Néanmoins cet arrêt est doublement spécifique car lié à une saisie-attribution c’est-à-dire une mesure d’exécution et en outre pratiquée dans l’hypothèse d’une liquidation judiciaire, c’est-à-dire d’un débiteur frappé de dessaisissement.
Or, telle n’était pas l’hypothèse de la Cour d’appel de Riom où il ne s’agissait pas d’une mesure d’exécution, mais de la signification d’un jugement à une personne morale encore in bonis et valablement représentée par son Président.

(4) Saisie d’un pourvoi à l’encontre de cet arrêt, la Cour de cassation a prononcé une décision de non-admission pour absence de moyen sérieux par renvoi à sa jurisprudence devenue constante du 28 octobre 2008 (cf 1) sans se prononcer sur le second moyen dénonçant l’interruption du délai de recours retenu par la Cour d’Appel de Riom au visa surprenant de l’article 531 du Code de Procédure Civile. (Arrêt Cass.com 20 octobre 2009 Pourvoi n° Z 08-18.385).
Toutefois, par arrêt du 18 mai 2016 (Cass.com. n°14-25997),  La Cour de cassation vient de valider cette analyse juridique et procédurale soutenue dès 2008 par la société MAITRE. Elle a ainsi jugé que même le dessaisissement du débiteur né de l’ouverture d’une liquidation judiciaire au cours du délai d’appel, n’emportait pas changement de capacité au sens de l’article 531 CPC, de nature à interrompre un délai de recours. Ainsi comme le soutenait la société MAITRE dès 2008, un changement « d’état » n’est pas un changement de « capacité » du débiteur et ne peut donc interrompre le délai ouvert pour former recours contre une décision régulièrement signifiée, ni justifier la nécessité de renouveler la signification du jugement au liquidateur judiciaire.

(5) Tel est d’ailleurs le sens des arrêts du 13 février 2007 qui reconnaissent la primauté devant être accordée au pacte de préférence.
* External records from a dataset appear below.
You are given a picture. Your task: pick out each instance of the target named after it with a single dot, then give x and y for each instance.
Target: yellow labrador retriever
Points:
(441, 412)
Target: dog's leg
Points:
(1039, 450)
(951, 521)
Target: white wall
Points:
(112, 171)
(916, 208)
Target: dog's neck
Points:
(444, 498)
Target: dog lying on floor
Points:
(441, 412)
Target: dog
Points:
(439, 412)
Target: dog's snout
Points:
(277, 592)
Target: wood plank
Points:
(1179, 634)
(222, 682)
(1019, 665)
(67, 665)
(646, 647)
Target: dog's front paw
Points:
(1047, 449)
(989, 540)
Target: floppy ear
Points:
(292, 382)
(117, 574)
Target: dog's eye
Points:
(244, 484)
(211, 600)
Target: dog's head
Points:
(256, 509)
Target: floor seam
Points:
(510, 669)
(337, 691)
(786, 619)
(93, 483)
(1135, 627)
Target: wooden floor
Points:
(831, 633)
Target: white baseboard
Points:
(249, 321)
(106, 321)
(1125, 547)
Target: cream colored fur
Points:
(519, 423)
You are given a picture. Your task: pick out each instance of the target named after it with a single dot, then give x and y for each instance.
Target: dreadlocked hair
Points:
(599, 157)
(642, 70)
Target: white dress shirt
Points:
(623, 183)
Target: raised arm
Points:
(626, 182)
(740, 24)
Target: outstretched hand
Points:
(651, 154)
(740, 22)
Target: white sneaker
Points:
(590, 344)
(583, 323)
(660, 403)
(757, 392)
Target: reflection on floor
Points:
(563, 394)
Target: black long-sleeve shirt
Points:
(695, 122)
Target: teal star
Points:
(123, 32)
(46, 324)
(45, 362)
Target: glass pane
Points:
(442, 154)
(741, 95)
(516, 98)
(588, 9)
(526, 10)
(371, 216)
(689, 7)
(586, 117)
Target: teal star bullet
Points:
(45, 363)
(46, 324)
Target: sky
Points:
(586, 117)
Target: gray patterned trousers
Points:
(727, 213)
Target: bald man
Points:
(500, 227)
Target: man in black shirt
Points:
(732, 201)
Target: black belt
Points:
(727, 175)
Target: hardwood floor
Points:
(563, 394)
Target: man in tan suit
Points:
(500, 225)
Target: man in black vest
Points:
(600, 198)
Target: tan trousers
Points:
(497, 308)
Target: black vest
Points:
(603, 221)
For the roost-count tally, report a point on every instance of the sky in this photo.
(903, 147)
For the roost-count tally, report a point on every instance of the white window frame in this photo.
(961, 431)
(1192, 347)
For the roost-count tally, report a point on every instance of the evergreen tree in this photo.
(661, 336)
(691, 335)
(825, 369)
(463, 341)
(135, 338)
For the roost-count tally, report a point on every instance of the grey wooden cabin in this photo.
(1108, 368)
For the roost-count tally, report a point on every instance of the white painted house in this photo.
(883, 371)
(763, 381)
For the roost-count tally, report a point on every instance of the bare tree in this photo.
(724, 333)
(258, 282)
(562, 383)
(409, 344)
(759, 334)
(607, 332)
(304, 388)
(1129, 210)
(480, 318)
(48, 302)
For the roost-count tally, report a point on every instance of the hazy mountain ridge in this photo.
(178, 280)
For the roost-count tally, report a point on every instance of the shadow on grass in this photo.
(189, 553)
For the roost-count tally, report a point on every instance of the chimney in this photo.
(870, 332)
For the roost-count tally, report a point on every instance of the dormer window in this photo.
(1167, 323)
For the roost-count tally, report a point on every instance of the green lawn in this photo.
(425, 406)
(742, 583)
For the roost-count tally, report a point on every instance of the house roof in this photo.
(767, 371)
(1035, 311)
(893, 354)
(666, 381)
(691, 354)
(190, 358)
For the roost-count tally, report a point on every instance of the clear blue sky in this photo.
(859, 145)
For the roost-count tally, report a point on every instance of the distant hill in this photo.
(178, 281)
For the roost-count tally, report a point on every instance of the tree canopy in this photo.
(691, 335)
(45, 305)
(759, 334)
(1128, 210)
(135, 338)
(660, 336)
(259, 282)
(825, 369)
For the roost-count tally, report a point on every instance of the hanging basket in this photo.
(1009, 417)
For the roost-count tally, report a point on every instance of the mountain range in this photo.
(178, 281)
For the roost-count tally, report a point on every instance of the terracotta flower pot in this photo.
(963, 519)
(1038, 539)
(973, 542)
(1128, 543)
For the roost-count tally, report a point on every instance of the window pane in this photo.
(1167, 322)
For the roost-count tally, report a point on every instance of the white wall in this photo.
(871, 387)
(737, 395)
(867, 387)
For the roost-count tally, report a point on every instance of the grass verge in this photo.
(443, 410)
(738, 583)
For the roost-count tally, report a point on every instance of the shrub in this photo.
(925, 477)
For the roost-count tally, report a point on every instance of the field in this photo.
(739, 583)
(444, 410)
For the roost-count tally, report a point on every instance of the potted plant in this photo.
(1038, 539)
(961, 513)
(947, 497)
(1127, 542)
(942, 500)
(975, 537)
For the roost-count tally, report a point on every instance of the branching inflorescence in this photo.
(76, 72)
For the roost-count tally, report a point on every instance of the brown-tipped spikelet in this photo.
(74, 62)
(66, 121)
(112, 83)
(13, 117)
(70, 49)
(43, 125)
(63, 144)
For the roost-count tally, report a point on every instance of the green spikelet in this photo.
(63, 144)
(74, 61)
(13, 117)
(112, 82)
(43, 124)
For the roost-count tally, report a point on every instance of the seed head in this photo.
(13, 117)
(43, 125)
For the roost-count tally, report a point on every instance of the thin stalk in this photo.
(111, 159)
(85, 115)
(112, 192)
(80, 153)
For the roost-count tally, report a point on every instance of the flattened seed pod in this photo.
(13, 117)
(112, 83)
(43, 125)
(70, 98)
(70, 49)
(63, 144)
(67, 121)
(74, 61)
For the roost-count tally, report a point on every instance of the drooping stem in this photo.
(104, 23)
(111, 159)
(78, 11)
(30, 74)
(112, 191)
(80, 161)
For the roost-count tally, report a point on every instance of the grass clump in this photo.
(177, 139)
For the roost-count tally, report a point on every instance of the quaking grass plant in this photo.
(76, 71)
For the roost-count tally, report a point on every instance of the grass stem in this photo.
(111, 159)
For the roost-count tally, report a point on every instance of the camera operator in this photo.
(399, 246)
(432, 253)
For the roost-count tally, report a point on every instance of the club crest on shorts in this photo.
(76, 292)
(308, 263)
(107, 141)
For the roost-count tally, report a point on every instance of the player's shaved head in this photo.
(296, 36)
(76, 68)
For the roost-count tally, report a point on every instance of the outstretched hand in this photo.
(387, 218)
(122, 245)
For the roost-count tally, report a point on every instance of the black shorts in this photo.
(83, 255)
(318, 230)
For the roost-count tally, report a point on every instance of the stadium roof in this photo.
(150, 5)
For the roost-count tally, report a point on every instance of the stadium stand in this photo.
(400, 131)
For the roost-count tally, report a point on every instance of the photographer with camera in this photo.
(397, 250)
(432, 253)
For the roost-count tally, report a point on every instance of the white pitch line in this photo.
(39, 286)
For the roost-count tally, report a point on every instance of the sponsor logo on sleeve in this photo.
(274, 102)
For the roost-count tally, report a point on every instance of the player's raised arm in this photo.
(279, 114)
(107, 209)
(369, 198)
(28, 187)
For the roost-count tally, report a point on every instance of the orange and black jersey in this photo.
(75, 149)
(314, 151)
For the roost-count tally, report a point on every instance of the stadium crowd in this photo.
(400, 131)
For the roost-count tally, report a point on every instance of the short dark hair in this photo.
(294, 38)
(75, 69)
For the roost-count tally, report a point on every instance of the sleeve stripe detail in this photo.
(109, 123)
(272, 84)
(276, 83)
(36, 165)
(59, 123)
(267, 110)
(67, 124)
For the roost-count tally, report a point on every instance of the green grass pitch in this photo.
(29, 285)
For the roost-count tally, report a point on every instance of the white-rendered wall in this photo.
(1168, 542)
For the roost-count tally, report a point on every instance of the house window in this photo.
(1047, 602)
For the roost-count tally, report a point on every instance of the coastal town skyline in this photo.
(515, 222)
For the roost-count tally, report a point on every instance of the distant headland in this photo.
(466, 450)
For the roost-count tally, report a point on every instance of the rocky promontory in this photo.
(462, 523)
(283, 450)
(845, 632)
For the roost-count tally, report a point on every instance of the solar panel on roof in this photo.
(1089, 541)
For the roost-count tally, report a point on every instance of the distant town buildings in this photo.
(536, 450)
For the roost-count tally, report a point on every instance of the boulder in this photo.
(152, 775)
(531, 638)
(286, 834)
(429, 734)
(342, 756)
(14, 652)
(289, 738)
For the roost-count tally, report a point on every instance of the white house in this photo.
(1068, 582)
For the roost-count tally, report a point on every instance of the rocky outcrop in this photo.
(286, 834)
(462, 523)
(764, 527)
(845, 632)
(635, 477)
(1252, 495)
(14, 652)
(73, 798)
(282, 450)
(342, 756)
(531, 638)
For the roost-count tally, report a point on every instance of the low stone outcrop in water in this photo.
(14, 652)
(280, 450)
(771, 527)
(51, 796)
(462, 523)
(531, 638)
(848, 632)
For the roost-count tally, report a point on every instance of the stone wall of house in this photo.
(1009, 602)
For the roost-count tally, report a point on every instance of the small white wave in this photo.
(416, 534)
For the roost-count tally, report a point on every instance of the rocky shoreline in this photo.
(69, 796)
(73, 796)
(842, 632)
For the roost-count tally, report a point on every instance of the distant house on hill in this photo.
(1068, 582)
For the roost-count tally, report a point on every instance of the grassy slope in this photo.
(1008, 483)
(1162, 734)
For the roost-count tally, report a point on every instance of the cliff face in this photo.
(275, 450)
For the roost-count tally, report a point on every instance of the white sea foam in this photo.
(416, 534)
Néanmoins, ces décisions paraissent topiques et insuffisantes pour valider la thèse de l’opposabilité s’agissant d’espèces spécifiques. Cass. com. 13 février 2007, n° 05-17.296 ; Cass. com. 13 février 2007, n° 06-11-289.
Le débat portait, pour l’un, sur le transfert au profit du cessionnaire d’un bail, d’une clause de préemption stipulée à personne dénommée et incessible aux tiers. Néanmoins, il ne s’agissait pas d’une préemption au profit du bailleur mais au preneur qui avait négocié et obtenu du propriétaire d’un herbage, à titre personnel et nominatif, un droit de préférence en cas de cession par le propriétaire de son bien.
Quant à l’autre espèce, elle était relative à une cession d’unité de production ; c’est pourquoi les partisans de la seconde thèse ont critiqué cette décision de la Cour de Cassation, estimant qu’il s’agissait d’une cession de même nature juridique qu’un plan de cession arrêté par le Tribunal, laquelle mutatis mutandis, aurait dû s’imposer au bailleur « nonobstant les clauses restrictives des clauses du bail dans la mesure où elles rendraient impossibles la cession envisagée ».

(6) Fabien Kenderian « Le Sort du Bail Commercial dans les procédures collectives », 2ème édition § 109. Defrénois 1995, Art. 36139, p. 967, spéc. p. 966.

(7) Considérations sur l’Histoire du droit consensuel (Johannes Bärmann) RIDC 1961 volume 13-Numéro 1 p. 18 à 53.